Koarada S, Tada Y. Roles of plasmablasts in IgG4-related disease and various immune-based diseases. World J Rheumatol 2016; 6(1): 16-22 [DOI: 10.5499/wjr.v6.i1.16]
Corresponding Author of This Article
Syuichi Koarada, MD, PhD, Department of Rheumatology, Faculty of Medicine, Saga University, 5-1-1 Nabeshima, Saga 849-8501, Japan. koarada@cc.saga-u.ac.jp
Research Domain of This Article
Rheumatology
Article-Type of This Article
Minireviews
Open-Access Policy of This Article
This article is an open-access article which was selected by an in-house editor and fully peer-reviewed by external reviewers. It is distributed in accordance with the Creative Commons Attribution Non Commercial (CC BY-NC 4.0) license, which permits others to distribute, remix, adapt, build upon this work non-commercially, and license their derivative works on different terms, provided the original work is properly cited and the use is non-commercial. See: http://creativecommons.org/licenses/by-nc/4.0/
World J Rheumatol. Mar 12, 2016; 6(1): 16-22 Published online Mar 12, 2016. doi: 10.5499/wjr.v6.i1.16
Roles of plasmablasts in IgG4-related disease and various immune-based diseases
Syuichi Koarada, Yoshifumi Tada
Syuichi Koarada, Yoshifumi Tada, Department of Rheumatology, Faculty of Medicine, Saga University, Saga 849-8501, Japan
Author contributions: All author equally contributed to this paper with conception and design of the study, literature review and analysis, drafting and critical revision and editing, and final approval of the final version.
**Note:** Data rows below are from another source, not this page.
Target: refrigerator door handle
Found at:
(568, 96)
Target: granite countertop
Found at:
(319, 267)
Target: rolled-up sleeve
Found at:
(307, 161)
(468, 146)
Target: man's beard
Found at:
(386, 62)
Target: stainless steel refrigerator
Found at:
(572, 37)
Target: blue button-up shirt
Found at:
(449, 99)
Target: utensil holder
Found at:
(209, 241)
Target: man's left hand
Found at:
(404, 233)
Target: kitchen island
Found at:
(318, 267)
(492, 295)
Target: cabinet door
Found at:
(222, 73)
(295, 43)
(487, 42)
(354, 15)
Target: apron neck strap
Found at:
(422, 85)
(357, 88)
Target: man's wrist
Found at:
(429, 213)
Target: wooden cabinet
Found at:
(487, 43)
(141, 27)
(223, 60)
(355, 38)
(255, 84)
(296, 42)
Conflict-of-interest statement: No potential conflicts of interest. No financial support.
Open-Access: This article is an open-access article which was selected by an in-house editor and fully peer-reviewed by external reviewers. It is distributed in accordance with the Creative Commons Attribution Non Commercial (CC BY-NC 4.0) license, which permits others to distribute, remix, adapt, build upon this work non-commercially, and license their derivative works on different terms, provided the original work is properly cited and the use is non-commercial. See: http://creativecommons.org/licenses/by-nc/4.0/
Correspondence to: Syuichi Koarada, MD, PhD, Department of Rheumatology, Faculty of Medicine, Saga University, 5-1-1 Nabeshima, Saga 849-8501, Japan. koarada@cc.saga-u.ac.jp
Telephone: +81-952-342367 Fax: +81-952-342017
Received: September 22, 2015 Peer-review started: October 3, 2015 First decision: November 24, 2015 Revised: December 23, 2015 Accepted: January 5, 2016 Article in press: January 7, 2016 Published online: March 12, 2016
Abstract
IgG4-related disease (IgG4-RD) is a systemic fibro-inflammatory disease with multiple organ disorders. Recently, in IgG4-RD, increased circulating plasmablasts have been found. The subsets of plasmablasts are negative for RP105 (CD180). A large population of B cells lacking RP105 (RP105-negative B cells) are found in patients with active with systemic lupus erythematosus and other systemic autoimmune diseases, including dermatomyositis, and Sjögren’s syndrome. In other conditions, such as neuromyelitis optica, Kawasaki’s disease, primary biliary cirrhosis and aging, RP105 expression on B cells and monocytes also alters. We review the basic science and clinical significance of RP105-negative B cells including plasmablasts in various immune-based diseases. RP105-negative B cells, especially plasmablasts, play crucial roles in both systemic and organ-specific autoimmune and inflammatory disorders.
Core tip: RP105 (CD180) is associated with B cell function, survival and death. RP105-negative B cells, especially plasmablasts, take part in pathophysiology of various immune-based diseases.